There are no furnishings here. No table, sofa, rug, or chair. The floors are polished ebony. The walls are ivory. A diffuse glow emanates from the perimeter of high, coffered ceilings with stamped leather insets above Romanesque cove moldings. There are large corbels on two of the walls, as if once treasures were displayed. The room is refined.

The occupant is not.

A man is stretched on the floor, staring up, arms crossed behind his head. Like the rest of Ryodan’s men, he is tall, wide, powerfully muscled, scarred, and not there. He wears black camouflage pants low at his hips, feet bare. His arms are tattooed, his head nearly shaved, his face shadowed dark with stubble. He looks like a rogue military commander from a unit the world never hears about.

“Kasteo will be your instructor.”

I stare at him in disbelief. Jo has told me tales of the Nine, though they’ve been of little use. Kasteo is the one that does not speak. According to Jo, something transpired a long time ago and he hasn’t uttered a word since.

“Is this your idea of a joke? He doesn’t talk!”

“You don’t listen. Match made in heaven.” Ryodan stalks over to Kasteo and looks down at him. “Kasteo will be your instructor,” he says again, but this time it’s an order and a warning to the man on the floor. “The woman feels the pain of the world. You’ll teach her to stop feeling it. Then you will help her learn to control her environment. Finally, you will teach her to fight.”
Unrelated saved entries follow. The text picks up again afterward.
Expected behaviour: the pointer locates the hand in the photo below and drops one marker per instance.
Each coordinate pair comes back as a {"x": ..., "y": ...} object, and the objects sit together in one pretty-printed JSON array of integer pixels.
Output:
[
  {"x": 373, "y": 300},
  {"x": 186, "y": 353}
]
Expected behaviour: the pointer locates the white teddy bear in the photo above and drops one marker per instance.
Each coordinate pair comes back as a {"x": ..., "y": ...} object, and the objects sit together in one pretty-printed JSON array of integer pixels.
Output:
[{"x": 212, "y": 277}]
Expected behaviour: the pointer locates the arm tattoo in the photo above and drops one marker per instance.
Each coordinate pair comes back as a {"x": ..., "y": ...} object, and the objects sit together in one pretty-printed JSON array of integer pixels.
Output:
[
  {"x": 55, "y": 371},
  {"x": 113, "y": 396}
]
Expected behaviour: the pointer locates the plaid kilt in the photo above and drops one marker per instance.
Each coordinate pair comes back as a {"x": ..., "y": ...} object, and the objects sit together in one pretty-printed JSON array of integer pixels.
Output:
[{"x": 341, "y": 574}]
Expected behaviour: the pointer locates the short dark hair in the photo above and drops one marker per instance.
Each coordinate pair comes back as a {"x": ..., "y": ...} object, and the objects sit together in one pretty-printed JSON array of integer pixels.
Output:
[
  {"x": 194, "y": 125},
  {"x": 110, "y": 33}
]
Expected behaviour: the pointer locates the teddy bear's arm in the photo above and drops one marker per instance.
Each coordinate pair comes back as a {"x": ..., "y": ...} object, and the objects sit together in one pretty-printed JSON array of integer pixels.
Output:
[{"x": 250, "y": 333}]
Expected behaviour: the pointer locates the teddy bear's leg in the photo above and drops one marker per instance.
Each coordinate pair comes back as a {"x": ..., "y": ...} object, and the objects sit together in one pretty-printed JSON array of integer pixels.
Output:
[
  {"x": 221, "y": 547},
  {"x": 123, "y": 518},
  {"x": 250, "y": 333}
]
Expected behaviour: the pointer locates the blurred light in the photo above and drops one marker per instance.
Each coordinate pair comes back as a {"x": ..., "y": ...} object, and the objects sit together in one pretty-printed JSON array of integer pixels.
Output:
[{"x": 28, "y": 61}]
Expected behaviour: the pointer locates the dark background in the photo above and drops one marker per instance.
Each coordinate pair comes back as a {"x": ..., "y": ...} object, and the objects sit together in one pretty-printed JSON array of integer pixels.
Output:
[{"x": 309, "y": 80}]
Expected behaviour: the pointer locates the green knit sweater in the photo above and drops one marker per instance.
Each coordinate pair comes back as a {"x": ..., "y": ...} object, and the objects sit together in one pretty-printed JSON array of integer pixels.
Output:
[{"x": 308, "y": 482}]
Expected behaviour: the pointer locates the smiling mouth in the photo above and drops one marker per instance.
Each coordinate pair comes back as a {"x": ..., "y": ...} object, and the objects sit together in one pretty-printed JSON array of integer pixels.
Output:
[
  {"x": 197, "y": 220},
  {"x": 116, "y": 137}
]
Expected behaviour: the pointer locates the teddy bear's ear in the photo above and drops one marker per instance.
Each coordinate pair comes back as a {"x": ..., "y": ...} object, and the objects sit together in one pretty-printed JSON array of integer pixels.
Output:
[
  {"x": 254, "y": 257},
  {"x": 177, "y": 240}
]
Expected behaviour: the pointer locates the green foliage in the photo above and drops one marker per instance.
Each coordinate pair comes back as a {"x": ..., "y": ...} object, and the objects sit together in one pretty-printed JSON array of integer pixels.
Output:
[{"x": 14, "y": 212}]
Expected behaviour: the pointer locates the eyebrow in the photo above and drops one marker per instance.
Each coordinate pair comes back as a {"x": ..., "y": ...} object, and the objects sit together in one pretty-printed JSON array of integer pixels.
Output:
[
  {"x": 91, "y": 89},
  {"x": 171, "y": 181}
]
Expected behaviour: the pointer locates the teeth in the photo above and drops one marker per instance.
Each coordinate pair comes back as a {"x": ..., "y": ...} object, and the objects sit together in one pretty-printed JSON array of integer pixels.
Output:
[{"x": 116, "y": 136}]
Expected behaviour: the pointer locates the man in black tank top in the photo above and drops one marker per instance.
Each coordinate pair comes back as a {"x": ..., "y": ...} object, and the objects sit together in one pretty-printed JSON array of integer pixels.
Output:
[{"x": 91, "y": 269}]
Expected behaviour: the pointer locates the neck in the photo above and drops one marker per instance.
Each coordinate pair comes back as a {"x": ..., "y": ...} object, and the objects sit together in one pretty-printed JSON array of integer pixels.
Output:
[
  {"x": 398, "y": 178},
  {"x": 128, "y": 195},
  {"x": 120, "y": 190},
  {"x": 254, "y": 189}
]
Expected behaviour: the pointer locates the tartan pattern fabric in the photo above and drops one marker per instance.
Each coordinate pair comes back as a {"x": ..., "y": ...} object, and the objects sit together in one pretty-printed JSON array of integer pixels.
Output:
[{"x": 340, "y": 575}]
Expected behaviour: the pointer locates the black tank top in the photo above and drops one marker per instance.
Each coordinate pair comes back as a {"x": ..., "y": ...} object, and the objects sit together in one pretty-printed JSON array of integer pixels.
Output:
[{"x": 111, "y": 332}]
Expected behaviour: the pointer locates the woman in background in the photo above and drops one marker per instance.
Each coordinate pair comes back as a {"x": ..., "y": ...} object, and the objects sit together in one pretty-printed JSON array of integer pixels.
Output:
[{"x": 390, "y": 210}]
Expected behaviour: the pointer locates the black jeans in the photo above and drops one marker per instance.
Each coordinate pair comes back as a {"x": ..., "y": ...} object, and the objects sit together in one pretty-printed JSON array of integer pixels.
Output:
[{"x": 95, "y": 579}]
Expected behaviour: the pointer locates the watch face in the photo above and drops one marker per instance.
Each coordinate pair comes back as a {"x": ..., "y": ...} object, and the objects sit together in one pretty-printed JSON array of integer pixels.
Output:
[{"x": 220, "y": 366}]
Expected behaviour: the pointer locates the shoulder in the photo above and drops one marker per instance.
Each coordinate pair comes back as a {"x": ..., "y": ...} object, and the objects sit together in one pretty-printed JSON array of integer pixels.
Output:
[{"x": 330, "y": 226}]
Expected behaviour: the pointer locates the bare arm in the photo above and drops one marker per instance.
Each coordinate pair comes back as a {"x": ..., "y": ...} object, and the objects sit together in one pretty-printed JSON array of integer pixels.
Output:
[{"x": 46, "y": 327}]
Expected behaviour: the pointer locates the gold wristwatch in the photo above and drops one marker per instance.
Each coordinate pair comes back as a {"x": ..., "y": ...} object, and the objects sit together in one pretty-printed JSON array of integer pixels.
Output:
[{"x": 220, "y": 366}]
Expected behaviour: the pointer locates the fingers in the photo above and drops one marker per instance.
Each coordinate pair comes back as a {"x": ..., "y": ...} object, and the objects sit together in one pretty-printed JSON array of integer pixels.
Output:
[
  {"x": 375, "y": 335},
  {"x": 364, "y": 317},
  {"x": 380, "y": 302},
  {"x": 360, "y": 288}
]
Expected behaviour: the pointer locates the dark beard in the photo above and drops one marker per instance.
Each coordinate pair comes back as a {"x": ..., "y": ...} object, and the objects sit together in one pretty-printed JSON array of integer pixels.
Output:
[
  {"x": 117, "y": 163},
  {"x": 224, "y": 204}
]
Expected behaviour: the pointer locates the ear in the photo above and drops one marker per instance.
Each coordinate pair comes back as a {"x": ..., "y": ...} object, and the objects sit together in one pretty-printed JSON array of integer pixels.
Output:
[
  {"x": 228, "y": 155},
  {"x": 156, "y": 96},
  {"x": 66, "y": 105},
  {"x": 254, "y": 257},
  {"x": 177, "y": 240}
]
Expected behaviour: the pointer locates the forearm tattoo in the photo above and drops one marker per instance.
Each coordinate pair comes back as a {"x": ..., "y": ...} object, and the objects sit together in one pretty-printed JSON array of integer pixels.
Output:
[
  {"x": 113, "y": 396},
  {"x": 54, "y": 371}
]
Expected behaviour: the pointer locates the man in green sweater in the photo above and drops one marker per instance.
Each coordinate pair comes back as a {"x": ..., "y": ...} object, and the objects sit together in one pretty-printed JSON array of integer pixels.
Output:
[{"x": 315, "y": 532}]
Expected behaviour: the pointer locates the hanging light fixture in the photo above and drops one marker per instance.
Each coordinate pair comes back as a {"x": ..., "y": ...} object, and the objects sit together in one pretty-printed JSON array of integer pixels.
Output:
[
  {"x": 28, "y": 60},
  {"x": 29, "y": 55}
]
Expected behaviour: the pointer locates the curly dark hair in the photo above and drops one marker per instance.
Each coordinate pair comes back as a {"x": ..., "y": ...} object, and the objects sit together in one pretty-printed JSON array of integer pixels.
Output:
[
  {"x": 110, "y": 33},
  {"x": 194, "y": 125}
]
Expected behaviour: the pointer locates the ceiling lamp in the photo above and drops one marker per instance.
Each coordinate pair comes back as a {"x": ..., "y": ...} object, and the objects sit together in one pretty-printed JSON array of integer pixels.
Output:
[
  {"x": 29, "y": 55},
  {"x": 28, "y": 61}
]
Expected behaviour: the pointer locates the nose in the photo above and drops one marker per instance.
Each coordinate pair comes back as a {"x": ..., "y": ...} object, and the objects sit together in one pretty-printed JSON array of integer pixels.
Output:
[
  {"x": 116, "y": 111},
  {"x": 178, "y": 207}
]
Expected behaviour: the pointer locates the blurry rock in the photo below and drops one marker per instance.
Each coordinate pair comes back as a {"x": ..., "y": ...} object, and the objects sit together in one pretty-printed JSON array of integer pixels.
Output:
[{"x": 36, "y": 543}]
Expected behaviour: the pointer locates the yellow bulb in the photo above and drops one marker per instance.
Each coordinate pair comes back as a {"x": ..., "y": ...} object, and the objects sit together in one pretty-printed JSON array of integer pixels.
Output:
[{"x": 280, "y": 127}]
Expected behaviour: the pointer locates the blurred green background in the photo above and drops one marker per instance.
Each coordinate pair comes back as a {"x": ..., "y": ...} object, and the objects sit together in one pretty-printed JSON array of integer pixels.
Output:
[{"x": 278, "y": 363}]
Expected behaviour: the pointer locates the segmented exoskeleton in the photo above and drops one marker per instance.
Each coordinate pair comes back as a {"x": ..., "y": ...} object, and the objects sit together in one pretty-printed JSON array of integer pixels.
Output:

Kasteo, of course, says nothing. I’m not certain he even heard. He appears in a trance, elsewhere.

Ryodan walks to the door. “You’ll remain with him until I decide you’ve gotten what you came for.” The door closes behind him, and I stand there a moment, staring blankly at it, then at Kasteo.

I rush to the door and place my palm to the wall where Ryodan pressed it, but nothing happens.

I hammer on the door. “Ryodan! I must return to the abbey! Ryodan, let me out!”

The only response is the most enormous silence I’ve ever heard.

“This is not what I meant!”

I hammer until my fists are bruised.

“Ryodan, you can’t do this! My charges need me! There are things you don’t know! I came here to tell you!”

I feel as if I’m in the bowels of the earth, forgotten.

I shout until my throat burns.

The man on the floor never stirs.

I’m unable to count the passage of time in this silent, empty place.

After a length of it, I sink to the floor and lean back against the wall, one hand resting lightly on my belly.

Surely he’ll feed me.

Surely there is a bathroom here somewhere.

Surely he’ll come back so I can convey to him the urgent state of our abbey.

I sit and stare like the unmoving, unblinking man on the floor. After a time, I become aware of the simplicity of the moment. Not only is there no sound on this level, there seems to be a dearth of emotion.

Cautiously, I lower the shields I’ve held since I was five years old, barriers that have shut out the world, and walled me in.

Nothing.

Again, I lower, lower. When I continue to encounter nothing, I take a deep breath, brace myself, and drop them flat.

I gasp.

Still – nothing!

I feel no anger or greed, no lust or fear or pain or need. That’s always the worst for me: the many crushing, painful needs that can never be satisfied. Here, deep below Chester’s, there is absolutely no emotion charging the air, compressing me, forcing me into a defensive posture.

It’s sublime. My heart can breathe.

For the first time in my life, I feel only me.

I didn’t even know what I felt like.

For the first time in my life, I can hear myself think.